Peritoneal Cavity Conditioning During Open Surgery.

Peritoneal Cavity Conditioning During Open Surgery Decreases Postoperative Pain and Inflammation and Decreases Time to Restore Transit

Given the observations in animal models and the available data in the human our hypothesis is that peritoneal cavity conditioning (carbon dioxide with 4% of oxygen and 10% of N2O, 100% humidification at 32°C,) during open surgery, will result in an important decrease in postoperative peritoneal inflammation, postoperative pain, and will restore bowel transit faster.

Study Overview

• Status: Unknown
• Conditions: Thoracotomy; Laparotomy

Detailed Description

Aim of the Trial :

RCT demonstrating that peritoneal cavity conditioning during open surgery will result in a less postoperative inflammation, less postoperative pain, and shorter time to flatus and transit.

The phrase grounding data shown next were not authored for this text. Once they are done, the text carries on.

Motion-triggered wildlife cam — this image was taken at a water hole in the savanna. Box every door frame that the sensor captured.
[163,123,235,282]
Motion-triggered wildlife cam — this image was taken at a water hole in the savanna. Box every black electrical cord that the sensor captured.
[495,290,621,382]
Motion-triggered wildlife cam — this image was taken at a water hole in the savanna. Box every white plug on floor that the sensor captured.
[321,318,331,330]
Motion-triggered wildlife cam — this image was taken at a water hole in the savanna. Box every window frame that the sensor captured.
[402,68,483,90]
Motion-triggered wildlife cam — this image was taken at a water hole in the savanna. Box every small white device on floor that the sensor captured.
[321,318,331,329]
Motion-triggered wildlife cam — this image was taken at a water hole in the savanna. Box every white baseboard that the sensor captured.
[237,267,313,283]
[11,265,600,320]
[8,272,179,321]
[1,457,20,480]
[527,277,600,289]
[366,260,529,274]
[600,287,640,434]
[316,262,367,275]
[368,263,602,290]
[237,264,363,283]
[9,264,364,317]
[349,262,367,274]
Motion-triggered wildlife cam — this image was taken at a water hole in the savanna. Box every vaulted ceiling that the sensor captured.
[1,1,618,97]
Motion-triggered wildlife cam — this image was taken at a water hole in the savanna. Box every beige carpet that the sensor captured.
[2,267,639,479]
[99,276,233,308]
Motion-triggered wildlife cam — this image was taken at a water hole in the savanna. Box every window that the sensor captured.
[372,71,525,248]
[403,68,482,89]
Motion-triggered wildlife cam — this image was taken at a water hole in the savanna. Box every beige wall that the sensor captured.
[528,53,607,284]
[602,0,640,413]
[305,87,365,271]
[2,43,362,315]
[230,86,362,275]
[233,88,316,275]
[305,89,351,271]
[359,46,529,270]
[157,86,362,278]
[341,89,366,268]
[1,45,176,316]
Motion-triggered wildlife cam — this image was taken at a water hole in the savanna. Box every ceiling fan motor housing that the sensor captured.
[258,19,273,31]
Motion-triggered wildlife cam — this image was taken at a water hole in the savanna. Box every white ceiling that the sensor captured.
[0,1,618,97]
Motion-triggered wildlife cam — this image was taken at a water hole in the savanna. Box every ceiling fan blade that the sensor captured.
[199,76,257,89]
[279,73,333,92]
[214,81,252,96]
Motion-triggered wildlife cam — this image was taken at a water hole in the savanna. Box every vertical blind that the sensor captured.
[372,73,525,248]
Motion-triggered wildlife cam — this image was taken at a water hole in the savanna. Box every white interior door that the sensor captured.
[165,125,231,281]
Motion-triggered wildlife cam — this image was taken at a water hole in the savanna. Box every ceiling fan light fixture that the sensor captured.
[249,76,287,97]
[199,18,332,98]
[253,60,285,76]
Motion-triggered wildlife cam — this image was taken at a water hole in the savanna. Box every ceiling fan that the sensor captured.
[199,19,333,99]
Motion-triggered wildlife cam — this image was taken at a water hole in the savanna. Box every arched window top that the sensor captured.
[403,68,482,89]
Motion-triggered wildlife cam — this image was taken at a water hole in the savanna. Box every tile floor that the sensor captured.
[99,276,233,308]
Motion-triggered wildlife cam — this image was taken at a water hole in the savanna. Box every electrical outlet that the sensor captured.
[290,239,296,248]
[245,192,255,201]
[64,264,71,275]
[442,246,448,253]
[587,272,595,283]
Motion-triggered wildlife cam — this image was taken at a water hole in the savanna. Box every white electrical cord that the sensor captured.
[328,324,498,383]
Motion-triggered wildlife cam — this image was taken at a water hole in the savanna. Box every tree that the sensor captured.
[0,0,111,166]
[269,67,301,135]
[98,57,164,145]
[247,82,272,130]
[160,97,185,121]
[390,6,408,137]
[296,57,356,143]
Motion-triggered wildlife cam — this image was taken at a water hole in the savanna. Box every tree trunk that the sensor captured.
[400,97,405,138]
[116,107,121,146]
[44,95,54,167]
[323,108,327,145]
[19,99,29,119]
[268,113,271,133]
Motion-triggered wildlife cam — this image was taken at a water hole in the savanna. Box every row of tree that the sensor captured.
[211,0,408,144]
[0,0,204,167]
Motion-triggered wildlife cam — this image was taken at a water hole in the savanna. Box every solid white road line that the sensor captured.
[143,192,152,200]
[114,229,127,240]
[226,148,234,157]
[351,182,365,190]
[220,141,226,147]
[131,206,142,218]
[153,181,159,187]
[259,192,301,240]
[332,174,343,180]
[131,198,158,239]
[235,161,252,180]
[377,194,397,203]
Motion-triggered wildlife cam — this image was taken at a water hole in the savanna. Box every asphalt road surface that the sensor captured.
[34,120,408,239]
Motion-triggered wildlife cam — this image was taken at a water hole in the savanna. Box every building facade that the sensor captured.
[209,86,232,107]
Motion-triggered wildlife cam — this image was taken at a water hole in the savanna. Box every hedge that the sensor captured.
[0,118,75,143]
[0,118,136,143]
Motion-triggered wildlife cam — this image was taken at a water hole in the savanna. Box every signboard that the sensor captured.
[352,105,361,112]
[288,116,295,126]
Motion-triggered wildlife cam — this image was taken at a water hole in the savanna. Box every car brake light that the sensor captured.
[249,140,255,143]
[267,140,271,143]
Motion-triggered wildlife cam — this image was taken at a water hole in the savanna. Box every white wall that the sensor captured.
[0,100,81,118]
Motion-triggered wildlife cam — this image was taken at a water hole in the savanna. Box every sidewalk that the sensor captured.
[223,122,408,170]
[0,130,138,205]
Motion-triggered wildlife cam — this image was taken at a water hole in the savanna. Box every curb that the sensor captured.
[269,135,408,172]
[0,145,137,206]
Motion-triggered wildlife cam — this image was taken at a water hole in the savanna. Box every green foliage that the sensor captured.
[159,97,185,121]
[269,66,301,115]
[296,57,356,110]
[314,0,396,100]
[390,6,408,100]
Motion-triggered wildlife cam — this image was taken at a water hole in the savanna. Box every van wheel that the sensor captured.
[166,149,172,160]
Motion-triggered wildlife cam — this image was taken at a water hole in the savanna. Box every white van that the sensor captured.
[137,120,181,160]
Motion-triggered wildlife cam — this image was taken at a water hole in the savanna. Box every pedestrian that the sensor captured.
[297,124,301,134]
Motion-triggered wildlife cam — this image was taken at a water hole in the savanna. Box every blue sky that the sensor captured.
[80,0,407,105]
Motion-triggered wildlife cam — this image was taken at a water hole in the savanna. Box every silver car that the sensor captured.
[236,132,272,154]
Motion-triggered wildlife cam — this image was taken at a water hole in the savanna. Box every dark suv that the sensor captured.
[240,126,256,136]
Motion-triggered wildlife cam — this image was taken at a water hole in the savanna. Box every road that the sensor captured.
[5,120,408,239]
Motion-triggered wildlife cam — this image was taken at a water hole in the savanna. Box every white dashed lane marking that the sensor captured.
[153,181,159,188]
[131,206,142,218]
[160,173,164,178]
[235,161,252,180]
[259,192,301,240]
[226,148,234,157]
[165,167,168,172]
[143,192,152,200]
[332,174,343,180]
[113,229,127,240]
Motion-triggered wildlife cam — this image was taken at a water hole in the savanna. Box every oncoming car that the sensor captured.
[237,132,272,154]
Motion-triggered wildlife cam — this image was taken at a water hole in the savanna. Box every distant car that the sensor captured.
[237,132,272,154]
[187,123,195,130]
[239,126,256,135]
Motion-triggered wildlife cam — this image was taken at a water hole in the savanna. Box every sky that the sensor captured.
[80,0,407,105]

• Study Type: Observational
• Enrollment (Anticipated): 40

Contacts and Locations

Study Locations

• Belgium
  • Leuven, Belgium, 3000
    • UZ Gasthuisberg

Participation Criteria

Eligibility Criteria

• Ages Eligible for Study: 18 years to 60 years (Adult)
• Accepts Healthy Volunteers: No
• Genders Eligible for Study: All

• Sampling Method: Non-Probability Sample

Study Population

Standard open surgery such as hysterectomy, cancer surgery, bowel resections, cardiac surgery

Description

Inclusion criteria :

• patients will be stratified and randomised according to the type of surgery
• total laparoscopic hysterectomy,
• promontofixation
• cholecystectomy

Exclusion criteria :

• Any pre-existing condition increasing the risk of surgery such as age, pre-existing conditions as clotting disorders, heart or lung impairment etc.
• Not signed informed consent
• known allergic reaction to Sprayshield, Intercoat of hyalobarrier gel ® or - any bowel lesion requiring a single or double layer suture. (given that for none of the any anti-adhesion barriers safety has been proven following bowel lesions and suture)
• Any condition that might interfere with inflammatory parameters or pre-existing such as ,pregnancy, immunodeficiency, chronic inflammatory disease as Crohn's disease, chronic pain conditions as (peripheral neuropathy, pathology of the vertebral column and osteo-articular disease, any condition causing acute pain e.g. trauma.

Study Plan

How is the study designed?

Number of groups / cohorts

2

Cohorts and Interventions

Group / Cohort
Control group; open surgery with exposure of the surgical wound to the air.
Full peritoneal conditioning; Full peritoneum cavity conditioning will be performed as follows. A continuous flow of less than 0.5 l/min of gas will be instilled in the lowest part of the operating wound. As gas premixed bottles with CO2+ 4% of oxygen and 10% of N2O will be used. This gas will be humidified and at 31-32 °C to be achieved by a commercial humidifier (Fisher and Paykel) programmed in order to maintain 100% relative humidity at 31-32°C upon entrance of the peritoneal cavity.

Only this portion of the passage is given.